Guardium finds malicious stored procedures by tracking the activity around individual stored procedures and, together with outlier mining data, correlating the symptoms and users.
Massive grants
Symptoms of massive grant attacks include granting many new privileges to various users and permissions that are being granted by users that don’t usually grant permissions.
Guardium identifies and flags such behaviors.
New grants
Granting privileges to users is a normal procedure. However, grants can also transfer privileges to users to stage attacks under a different username. Guardium opens a case if it identifies suspicious behavior of a user with recently granted privileges.
OS command injection
These attacks are attempts to run commands on the operating system, from a client to a process. For example, inserting operating system commands to erase files or, in Guardium, to set outlier mining parameters with the goal of preempting the identification of attack symptoms. The attacker usually does not know whether the attack succeeded and uses tools like ping to check communication between its client and the server.
Guardium observes patterns of operating system commands that an attacker might attempt to run on the target server.
Schema tampering
Schema tampering is characterized by changes to database elements such as tables, views, or stored procedures.
Guardium identifies these changes and correlates them with other factors such as whether the changes generated errors or were performed by a privileged user.
SQL injection (general)
SQL injection attacks attempt to exploit application vulnerabilities by concatenating user input with SQL queries. If successful, these attacks can run malicious SQL commands that use the legitimate application connection. SQL injection attacks can be difficult to identify because the individual steps of an attack, analyzed independently of the other steps, might be considered legitimate. Using threat detection analytics, Guardium identifies potential SQL injection attacks by capturing the individual steps and analyzing them as part of a single complex attack.
Typical symptoms of SQL injection attacks that Guardium identifies include:
  • An attacker tries to identify the structure of a dynamic SQL query: for example, the number of columns queried.
  • An unusually large quantity of new queries, specifically queries that are uniquely or unusually structured.
  • Access to tables that contain information about the database structure.
SQL Injection: Tautology
In a tautology type attack, code is injected that uses the conditional operator OR and a query that evaluates to TRUE. Tautology-based SQL injection attacks usually bypass user authentication and extract data by inserting a tautology in the "WHERE" clause of an SQL query. The SQL query results transform the original condition into a tautology that causes, for example, all the rows in a database table to be open to an unauthorized user.
Guardium prevents this type of attack by identifying multiple variations on tautological expressions in the database requests.

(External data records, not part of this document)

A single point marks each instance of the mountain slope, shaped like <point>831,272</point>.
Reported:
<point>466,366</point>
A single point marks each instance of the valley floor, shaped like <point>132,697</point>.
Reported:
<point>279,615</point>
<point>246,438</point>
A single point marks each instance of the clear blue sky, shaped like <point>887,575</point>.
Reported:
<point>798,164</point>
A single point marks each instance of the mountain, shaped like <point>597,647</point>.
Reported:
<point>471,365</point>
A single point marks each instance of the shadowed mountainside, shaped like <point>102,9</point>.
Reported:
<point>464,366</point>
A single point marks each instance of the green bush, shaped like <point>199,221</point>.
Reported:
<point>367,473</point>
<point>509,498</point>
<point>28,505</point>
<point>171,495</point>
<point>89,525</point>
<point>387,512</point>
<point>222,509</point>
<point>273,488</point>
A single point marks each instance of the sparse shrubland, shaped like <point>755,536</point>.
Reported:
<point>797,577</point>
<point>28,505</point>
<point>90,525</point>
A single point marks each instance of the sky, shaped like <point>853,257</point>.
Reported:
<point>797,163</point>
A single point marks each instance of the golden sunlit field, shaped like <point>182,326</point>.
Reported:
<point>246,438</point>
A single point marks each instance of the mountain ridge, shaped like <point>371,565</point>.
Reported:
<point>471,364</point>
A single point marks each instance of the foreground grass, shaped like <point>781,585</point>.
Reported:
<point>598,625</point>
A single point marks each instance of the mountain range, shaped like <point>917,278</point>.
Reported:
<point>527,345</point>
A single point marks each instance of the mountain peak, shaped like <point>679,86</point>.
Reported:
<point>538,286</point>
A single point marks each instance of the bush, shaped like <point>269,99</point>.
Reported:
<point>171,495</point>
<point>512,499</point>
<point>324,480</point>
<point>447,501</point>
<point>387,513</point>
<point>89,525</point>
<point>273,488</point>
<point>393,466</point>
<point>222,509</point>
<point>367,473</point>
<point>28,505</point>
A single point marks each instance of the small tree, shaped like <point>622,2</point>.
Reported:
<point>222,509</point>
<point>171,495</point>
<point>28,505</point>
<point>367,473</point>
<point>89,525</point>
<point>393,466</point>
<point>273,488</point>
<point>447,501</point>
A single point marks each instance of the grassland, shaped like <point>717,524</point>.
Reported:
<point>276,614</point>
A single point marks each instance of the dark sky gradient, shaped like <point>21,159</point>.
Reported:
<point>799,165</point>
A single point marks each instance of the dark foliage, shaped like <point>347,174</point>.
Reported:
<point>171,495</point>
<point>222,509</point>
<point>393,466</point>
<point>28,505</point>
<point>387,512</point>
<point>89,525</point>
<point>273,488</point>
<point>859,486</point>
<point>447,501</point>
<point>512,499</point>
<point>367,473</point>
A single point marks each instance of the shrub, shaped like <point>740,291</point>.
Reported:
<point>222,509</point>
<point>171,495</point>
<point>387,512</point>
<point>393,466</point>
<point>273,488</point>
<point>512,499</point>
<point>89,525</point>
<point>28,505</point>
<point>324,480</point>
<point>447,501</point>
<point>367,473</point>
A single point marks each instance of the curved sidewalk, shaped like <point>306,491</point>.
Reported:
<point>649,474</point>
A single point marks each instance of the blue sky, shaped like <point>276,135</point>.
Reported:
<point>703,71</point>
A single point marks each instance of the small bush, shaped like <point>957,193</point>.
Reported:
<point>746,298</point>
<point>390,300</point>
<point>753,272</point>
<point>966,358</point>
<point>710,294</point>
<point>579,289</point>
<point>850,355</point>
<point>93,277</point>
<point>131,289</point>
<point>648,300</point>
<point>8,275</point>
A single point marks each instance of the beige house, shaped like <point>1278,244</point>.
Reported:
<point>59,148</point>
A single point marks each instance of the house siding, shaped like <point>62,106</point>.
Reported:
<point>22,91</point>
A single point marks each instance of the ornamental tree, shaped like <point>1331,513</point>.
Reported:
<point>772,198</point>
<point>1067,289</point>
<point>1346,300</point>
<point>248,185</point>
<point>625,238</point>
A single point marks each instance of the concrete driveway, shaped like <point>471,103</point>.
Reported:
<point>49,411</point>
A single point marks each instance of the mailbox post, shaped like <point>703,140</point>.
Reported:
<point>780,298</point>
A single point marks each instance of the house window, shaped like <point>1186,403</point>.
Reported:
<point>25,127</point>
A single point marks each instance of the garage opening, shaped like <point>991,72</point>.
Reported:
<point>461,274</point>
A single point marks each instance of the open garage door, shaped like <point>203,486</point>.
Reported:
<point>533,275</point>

SQL Injection: Side channel
SQL injection attacks often result in a general error with no indication of the reason for failure. In side channel attacks, the attacker typically inserts code that has a "side effect" like sleeping for 2 seconds if an attack is successful. This technique allows the attacker to measure the side effect and determine whether the attack was successful. For example, the injected code might sleep for 2 seconds if the MySQL version in 5.6: if the request takes more than 2 seconds to return, the attacker confirms that the server is running MySQL 5.6.
Guardium finds side channel attacks by identifying the use of commands such as sleep and comments in the database requests.
SQL Injection: Denial of Service
A denial of service attack attempts to impact service availability by creating excessively high demands on memory or resources or by causing server unavailability.
Guardium identifies these attacks, for example, by analyzing the syntax used in the database requests.